Vision Transformer for Small-Size Datasets
This work addresses the challenge of applying ViTs to small datasets, which is incremental as it builds on existing ViT architectures with add-on modules.
The paper tackled the problem of Vision Transformers (ViTs) requiring large datasets for pre-training by proposing Shifted Patch Tokenization (SPT) and Locality Self-Attention (LSA) to address low locality inductive bias, enabling learning from scratch on small datasets and improving performance by an average of 2.96% on Tiny-ImageNet.
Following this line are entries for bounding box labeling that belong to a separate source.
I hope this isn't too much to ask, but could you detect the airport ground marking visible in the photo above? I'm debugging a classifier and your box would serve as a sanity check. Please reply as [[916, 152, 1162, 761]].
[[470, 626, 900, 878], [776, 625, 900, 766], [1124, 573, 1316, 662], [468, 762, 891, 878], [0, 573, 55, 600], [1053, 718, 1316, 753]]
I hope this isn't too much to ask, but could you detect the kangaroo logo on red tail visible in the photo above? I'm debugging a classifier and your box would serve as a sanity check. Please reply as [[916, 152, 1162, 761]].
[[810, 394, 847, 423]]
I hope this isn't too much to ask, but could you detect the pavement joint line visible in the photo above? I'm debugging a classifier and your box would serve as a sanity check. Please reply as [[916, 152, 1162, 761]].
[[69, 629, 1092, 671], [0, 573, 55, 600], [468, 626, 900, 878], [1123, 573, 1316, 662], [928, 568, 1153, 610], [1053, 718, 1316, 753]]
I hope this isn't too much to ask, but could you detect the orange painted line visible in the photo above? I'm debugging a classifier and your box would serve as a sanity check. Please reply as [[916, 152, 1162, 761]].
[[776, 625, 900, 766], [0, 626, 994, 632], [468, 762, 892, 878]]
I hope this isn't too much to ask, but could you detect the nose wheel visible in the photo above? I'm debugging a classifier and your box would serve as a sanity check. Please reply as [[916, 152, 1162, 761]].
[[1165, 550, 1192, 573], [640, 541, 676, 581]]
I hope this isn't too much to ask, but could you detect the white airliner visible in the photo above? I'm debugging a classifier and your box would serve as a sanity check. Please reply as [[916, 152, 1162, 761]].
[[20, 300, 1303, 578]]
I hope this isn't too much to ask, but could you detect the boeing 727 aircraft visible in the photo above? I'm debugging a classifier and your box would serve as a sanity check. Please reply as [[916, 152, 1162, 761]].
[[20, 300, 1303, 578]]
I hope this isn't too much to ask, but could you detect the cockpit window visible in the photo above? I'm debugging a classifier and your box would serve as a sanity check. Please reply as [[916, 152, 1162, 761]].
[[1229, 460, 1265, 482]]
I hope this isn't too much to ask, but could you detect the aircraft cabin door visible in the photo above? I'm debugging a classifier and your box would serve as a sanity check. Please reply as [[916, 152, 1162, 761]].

Recently, the Vision Transformer (ViT), which applied the transformer structure to the image classification task, has outperformed convolutional neural networks. However, the high performance of the ViT results from pre-training using a large-size dataset such as JFT-300M, and its dependence on a large dataset is interpreted as due to low locality inductive bias. This paper proposes Shifted Patch Tokenization (SPT) and Locality Self-Attention (LSA), which effectively solve the lack of locality inductive bias and enable it to learn from scratch even on small-size datasets. Moreover, SPT and LSA are generic and effective add-on modules that are easily applicable to various ViTs. Experimental results show that when both SPT and LSA were applied to the ViTs, the performance improved by an average of 2.96% in Tiny-ImageNet, which is a representative small-size dataset. Especially, Swin Transformer achieved an overwhelming performance improvement of 4.08% thanks to the proposed SPT and LSA.